Long a great source of contention among BBQ lovers young and old, cooking with charcoal as opposed to gas is the classic method for grilling up a few tender, juicy gourmet steaks.  Purists will argue that there is nothing like the smoky, astringent flavors added by grilling with charcoal while modern grillers appreciate the cleanliness and less noticeable flavors imparted by grilling over propane.  At Steak University, we’re here to settle the debate once and for all, or at least give you some talking points the next time cousin Willy tries to tell you your method is wrong.  And while this article is devoted to the briquette goodness that is charcoal, part 2 will commit our full resources to that bright blue flame of gas grilling.  So, sit on back as we give you all the tips, tricks and hints for how to cook with charcoal.

What is Charcoal Anyways

Before we discuss the ins and outs of how to grill on a charcoal grill, we need to get into the nitty gritty of our chosen medium of heat delivery.  Charcoal is an age old (like lots and lots and lots of ages) method of slowly burning or charring wood without oxygen.  The result is a slow burning, hot and clean heat that doesn’t impart flavor via smoke to your food.  This is in contrast to cooking with hardwoods that haven’t been reduced to charcoal, which you often do in smoking to add additional flavor to your meat.

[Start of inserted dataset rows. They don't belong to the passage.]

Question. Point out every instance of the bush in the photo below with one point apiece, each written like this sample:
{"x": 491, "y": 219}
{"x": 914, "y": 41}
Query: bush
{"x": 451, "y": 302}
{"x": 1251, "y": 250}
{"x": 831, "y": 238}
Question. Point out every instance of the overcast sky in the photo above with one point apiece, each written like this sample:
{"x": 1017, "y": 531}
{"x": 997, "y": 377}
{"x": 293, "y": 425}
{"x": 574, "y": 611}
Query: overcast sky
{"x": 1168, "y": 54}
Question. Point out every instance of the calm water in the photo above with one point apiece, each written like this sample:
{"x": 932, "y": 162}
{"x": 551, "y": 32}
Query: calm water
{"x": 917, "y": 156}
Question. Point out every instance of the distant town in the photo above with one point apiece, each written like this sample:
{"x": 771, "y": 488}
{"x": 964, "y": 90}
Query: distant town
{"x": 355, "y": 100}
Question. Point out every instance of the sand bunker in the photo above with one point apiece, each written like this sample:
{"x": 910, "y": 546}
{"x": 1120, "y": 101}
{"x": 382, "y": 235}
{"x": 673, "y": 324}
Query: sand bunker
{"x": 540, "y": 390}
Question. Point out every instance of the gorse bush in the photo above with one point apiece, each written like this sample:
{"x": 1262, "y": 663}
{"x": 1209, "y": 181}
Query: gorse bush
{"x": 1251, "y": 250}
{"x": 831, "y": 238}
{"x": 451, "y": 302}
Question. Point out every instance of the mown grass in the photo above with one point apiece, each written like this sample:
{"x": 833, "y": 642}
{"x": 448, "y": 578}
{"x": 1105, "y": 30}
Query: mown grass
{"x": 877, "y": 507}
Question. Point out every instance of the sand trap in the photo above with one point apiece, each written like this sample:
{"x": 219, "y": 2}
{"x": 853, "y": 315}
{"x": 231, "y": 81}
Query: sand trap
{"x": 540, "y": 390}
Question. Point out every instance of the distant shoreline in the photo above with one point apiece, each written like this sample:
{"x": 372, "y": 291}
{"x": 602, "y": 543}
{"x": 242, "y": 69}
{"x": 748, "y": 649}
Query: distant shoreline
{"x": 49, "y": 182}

Benefits of Grilling with Charcoal

As mentioned above, cooking with charcoal has been long the preferred method for outdoor enthusiasts.  The heat produced by grilling on a charcoal grill can be intense and is long lasting and even.  Unlike hard woods or gas, little to no flavor is imparted by smoke, since charcoal cooks food via its consistent radiant heat and not actual flame.  When grilling with charcoal you achieve precision heating and cooking results, with a little bit of practice of course.

How to Cook with Charcoal

When it comes to how to grill on a charcoal grill, pitmasters the world over each have their own special recipe or method for success.  At Steak University, we like to start with the fundamentals and think simplicity often is the best compliment for a high quality, gourmet USDA Prime steak.  If you’ve been wanting to try charcoal grilling on for size, below are the step by step instructions for how to cook with charcoal.

What You’ll Need:

  • High quality natural lump charcoal or charcoal briquettes
  • Newspaper for lighting
  • Charcoal chimney (optional)
  • Oven proof gloves
  • BBQ grill with grate and assorted tongs
  • Vegetable or other high quality oil
  • Meat, preferably Chicago Steak Company gourmet steaks (we like a NY strip for your first couple of attempts)

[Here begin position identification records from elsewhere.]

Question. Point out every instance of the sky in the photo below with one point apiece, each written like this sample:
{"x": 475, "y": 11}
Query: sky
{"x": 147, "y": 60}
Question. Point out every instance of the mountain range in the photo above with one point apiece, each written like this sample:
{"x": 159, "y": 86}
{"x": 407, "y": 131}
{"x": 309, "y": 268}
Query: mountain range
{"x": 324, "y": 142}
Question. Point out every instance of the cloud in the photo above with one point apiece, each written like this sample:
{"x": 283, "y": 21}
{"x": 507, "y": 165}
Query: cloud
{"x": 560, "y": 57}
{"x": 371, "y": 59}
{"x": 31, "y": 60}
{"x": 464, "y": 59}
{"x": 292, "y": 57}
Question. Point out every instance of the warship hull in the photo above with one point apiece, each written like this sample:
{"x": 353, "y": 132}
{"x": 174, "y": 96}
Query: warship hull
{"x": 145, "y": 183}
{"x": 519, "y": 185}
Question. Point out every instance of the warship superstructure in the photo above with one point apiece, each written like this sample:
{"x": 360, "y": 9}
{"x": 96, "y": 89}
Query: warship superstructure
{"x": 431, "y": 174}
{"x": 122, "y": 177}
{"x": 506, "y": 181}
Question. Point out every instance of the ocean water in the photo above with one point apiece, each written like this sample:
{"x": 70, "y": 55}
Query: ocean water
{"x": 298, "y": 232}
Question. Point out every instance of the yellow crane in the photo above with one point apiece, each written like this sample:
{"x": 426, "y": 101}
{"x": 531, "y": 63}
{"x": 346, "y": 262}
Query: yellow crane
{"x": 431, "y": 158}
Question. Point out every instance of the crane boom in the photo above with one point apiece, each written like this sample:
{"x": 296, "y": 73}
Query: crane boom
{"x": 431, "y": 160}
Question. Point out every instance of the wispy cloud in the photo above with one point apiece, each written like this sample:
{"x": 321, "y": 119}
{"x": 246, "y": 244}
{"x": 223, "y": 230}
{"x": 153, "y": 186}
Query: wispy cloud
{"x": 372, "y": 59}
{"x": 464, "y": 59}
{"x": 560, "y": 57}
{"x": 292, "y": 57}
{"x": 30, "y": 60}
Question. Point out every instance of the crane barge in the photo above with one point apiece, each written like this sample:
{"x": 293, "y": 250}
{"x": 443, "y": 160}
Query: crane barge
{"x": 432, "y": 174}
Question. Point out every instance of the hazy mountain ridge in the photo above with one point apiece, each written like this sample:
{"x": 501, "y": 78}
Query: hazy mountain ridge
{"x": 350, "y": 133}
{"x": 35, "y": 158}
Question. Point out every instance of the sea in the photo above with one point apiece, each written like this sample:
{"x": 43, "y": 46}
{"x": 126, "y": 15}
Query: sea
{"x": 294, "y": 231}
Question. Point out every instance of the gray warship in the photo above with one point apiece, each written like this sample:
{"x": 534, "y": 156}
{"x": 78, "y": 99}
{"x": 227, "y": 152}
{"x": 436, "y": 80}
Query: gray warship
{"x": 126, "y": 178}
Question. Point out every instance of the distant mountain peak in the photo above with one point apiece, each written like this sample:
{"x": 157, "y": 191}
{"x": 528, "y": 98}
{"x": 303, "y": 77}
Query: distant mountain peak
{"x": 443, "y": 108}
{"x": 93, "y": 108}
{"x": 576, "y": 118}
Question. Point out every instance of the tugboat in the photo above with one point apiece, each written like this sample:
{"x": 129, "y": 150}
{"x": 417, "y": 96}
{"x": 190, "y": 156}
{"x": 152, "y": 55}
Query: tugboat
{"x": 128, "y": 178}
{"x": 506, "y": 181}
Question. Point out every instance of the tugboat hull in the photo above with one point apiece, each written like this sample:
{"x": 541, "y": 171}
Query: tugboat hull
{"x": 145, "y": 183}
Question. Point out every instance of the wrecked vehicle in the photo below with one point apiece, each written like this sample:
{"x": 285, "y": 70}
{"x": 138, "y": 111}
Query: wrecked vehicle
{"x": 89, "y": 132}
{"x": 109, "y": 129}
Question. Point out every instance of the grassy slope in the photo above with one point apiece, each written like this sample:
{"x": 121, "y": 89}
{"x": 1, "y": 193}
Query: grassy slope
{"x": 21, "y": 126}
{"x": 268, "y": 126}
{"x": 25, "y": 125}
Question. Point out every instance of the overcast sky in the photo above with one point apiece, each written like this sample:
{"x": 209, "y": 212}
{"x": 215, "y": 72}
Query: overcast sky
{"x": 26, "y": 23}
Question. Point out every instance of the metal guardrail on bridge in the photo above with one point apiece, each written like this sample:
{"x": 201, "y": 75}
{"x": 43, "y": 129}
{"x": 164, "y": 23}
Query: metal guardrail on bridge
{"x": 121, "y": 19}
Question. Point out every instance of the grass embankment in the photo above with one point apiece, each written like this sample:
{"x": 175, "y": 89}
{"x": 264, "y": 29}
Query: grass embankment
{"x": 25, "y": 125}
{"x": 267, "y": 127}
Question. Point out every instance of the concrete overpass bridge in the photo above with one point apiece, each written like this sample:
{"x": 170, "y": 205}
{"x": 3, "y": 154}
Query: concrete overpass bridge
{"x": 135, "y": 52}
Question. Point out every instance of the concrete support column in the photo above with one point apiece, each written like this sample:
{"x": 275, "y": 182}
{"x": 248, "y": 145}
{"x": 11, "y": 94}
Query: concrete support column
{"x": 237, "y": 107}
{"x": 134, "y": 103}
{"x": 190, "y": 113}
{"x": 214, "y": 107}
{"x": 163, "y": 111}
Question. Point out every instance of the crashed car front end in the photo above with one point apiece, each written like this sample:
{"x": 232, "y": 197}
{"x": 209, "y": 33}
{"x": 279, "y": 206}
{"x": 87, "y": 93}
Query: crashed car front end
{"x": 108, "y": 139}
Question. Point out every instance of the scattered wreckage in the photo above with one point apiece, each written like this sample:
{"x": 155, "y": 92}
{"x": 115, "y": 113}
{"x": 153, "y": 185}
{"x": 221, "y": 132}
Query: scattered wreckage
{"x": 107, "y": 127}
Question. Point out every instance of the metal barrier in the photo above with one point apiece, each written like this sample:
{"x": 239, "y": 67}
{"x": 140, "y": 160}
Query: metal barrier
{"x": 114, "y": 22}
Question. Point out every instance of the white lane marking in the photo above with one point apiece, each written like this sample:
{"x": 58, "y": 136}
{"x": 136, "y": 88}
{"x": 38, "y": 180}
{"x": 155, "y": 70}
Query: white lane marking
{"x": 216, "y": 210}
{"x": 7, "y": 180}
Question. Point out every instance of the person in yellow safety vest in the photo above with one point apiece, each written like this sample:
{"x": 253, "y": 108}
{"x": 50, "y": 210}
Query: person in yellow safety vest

How to Grill on a Charcoal Grill:

  • Stuff newspaper in the bottom of your charcoal chimney. If you don’t have a chimney, remove grill grate and place newspaper loosely balled at the bottom of your BBQ grill
  • Fill your chimney with charcoal or loosely place charcoal on top of newspaper in grill.
  • Lite newspaper and let charcoal burn until it is covered with white-grey ash. This should take approximately 5 minutes for your coals to reach high heat and 25-30 to reach a medium heat.
  • Once charcoal is ready, dump from chimney into BBQ. If using a BBQ to heat your coals, you are also ready at this point.
  • Prep grate by lightly oiling with vegetable, avocado or olive oil. Butter isn’t a great option here since it burns at high heat or when exposed to flame.
  • Once grate is back in place, grill steaks for 3-4 minutes per side, flipping once, until medium rare or other temperature of your choice. Covering the grill with the lid at this point will speed up the process, so be sure to account for this in your actual grill time.
  • After cooking, allow the meat to rest for at least 5 minutes prior to consuming. A rack or table next to the grill will help keep your meat warm during this process.  Be sure to cover lightly with foil, especially if cooking outdoors, to prevent infiltration from any critters (and to deter rover from sampling)

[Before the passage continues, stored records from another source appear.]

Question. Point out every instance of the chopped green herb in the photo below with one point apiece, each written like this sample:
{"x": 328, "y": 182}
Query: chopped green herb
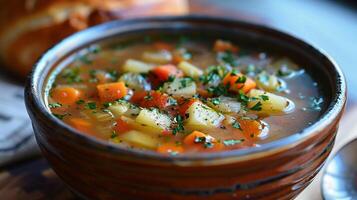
{"x": 241, "y": 79}
{"x": 244, "y": 99}
{"x": 114, "y": 135}
{"x": 107, "y": 105}
{"x": 216, "y": 101}
{"x": 54, "y": 105}
{"x": 232, "y": 142}
{"x": 236, "y": 125}
{"x": 218, "y": 90}
{"x": 257, "y": 106}
{"x": 85, "y": 59}
{"x": 91, "y": 105}
{"x": 79, "y": 102}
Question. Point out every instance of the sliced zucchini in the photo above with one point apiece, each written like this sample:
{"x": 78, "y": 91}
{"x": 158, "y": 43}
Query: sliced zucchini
{"x": 153, "y": 119}
{"x": 140, "y": 139}
{"x": 180, "y": 87}
{"x": 200, "y": 117}
{"x": 190, "y": 70}
{"x": 136, "y": 66}
{"x": 268, "y": 103}
{"x": 135, "y": 81}
{"x": 159, "y": 57}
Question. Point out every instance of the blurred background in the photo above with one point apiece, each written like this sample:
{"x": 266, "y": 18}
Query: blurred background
{"x": 29, "y": 27}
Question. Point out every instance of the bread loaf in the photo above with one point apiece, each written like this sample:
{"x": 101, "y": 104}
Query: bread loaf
{"x": 29, "y": 27}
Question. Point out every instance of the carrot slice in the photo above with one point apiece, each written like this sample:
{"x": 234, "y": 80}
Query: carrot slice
{"x": 80, "y": 124}
{"x": 122, "y": 126}
{"x": 163, "y": 46}
{"x": 65, "y": 95}
{"x": 111, "y": 91}
{"x": 250, "y": 128}
{"x": 235, "y": 85}
{"x": 221, "y": 46}
{"x": 163, "y": 72}
{"x": 170, "y": 148}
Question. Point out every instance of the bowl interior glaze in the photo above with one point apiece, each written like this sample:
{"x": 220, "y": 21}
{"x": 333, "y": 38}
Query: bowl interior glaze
{"x": 317, "y": 63}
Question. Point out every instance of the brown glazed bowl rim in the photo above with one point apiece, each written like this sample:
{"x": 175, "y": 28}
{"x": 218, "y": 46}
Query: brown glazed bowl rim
{"x": 35, "y": 102}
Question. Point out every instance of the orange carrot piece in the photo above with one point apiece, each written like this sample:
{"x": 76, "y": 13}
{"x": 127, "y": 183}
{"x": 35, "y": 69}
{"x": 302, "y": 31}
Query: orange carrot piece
{"x": 234, "y": 86}
{"x": 111, "y": 91}
{"x": 65, "y": 95}
{"x": 170, "y": 148}
{"x": 122, "y": 126}
{"x": 221, "y": 46}
{"x": 250, "y": 127}
{"x": 163, "y": 46}
{"x": 80, "y": 124}
{"x": 190, "y": 139}
{"x": 163, "y": 72}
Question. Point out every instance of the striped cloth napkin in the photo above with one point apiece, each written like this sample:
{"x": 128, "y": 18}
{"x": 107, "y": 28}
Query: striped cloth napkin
{"x": 17, "y": 140}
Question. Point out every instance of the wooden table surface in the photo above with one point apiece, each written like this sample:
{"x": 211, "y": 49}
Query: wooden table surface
{"x": 326, "y": 24}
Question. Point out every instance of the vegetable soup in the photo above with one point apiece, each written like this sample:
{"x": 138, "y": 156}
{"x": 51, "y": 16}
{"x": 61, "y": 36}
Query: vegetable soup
{"x": 183, "y": 95}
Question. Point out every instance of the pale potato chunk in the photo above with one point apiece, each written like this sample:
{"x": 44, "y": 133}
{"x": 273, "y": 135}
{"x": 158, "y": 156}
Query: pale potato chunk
{"x": 136, "y": 66}
{"x": 269, "y": 103}
{"x": 180, "y": 87}
{"x": 159, "y": 57}
{"x": 135, "y": 81}
{"x": 154, "y": 119}
{"x": 225, "y": 104}
{"x": 201, "y": 117}
{"x": 190, "y": 70}
{"x": 140, "y": 139}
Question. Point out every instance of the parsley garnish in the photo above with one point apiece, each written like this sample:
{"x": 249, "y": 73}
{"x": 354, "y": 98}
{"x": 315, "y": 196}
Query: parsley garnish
{"x": 257, "y": 106}
{"x": 232, "y": 142}
{"x": 54, "y": 105}
{"x": 241, "y": 79}
{"x": 179, "y": 125}
{"x": 236, "y": 125}
{"x": 107, "y": 105}
{"x": 244, "y": 99}
{"x": 216, "y": 101}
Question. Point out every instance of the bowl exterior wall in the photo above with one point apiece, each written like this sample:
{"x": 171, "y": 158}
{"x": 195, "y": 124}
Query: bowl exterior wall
{"x": 99, "y": 174}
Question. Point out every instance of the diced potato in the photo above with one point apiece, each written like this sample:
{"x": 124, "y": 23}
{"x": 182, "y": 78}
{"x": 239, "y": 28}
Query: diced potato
{"x": 225, "y": 104}
{"x": 159, "y": 57}
{"x": 140, "y": 139}
{"x": 136, "y": 66}
{"x": 269, "y": 103}
{"x": 190, "y": 70}
{"x": 269, "y": 82}
{"x": 154, "y": 119}
{"x": 180, "y": 87}
{"x": 201, "y": 117}
{"x": 99, "y": 116}
{"x": 135, "y": 81}
{"x": 119, "y": 108}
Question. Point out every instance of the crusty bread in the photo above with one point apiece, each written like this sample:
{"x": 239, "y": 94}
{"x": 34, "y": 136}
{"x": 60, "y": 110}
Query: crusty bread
{"x": 29, "y": 27}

Now that we’ve imparted all the knowledge in our “how to grill on a charcoal grill” arsenal, there’s only one thing left to do…get to grilling.  Well, you can also check out part two of our series in the continuous debate of charcoal vs propane or gas grilling.  Whichever method you decide, our tips, tricks and high quality steaks will be sure to have you up and running like a grilling pro in no time.